Маловероятно, что мы переедем в другой город, не спросив перед этим у живущих в нем друзей, нравится ли им там жить. Часто мы не идем в кинотеатр смотреть новый фильм, не прочитав одну-две рецензии. Не странно ли в таком случае, что мы уделяем так мало внимания изучению обеих сторон самих себя? Почему мы отдаем этот вопрос на откуп психологам тогда, когда наша неспособность понять его приводит к постоянно повторяющимся поражениям и неудачам в нашей жизни? Нам необходимо исследовать обе стороны своей сущности; мы должны осознавать свое спокойное и возбужденное состояние; мы должны увидеть, в каких случаях разрыв между спокойным и возбужденным состоянием приносит нам пользу, а в каких — приводит к проблемам.

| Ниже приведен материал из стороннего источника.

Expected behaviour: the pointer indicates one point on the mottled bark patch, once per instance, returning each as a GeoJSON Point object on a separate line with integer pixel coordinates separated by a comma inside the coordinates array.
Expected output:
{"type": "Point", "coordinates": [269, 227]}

Что показали наши эксперименты? По всей видимости, нам следует пересмотреть наши модели человеческого поведения. Может быть, человек не является полностью целостным существом. Возможно, мы на самом деле являемся совокупностью нескольких личностей. И хотя наш внутренний доктор Джекил не может в полной степени осознать силу мистера Хайда, само знание того, что мы способны принять неправильные решения под влиянием эмоций, поможет нам управляться с Хайдом и его способами решения вопросов.
Каким образом мы можем заставить нашего внутреннего Хайда вести себя лучше? На этот вопрос отвечает глава 6.
Глава 6. Проблема промедления и самоконтроля
Почему мы не можем заставить себя делать то, что хотим делать
В американской жизни, атрибутами которой являются большие дома, большие автомобили и большие телевизоры с плазменным экраном, возникает новый большой феномен: самое значительное сокращение накоплений со времен Великой депрессии.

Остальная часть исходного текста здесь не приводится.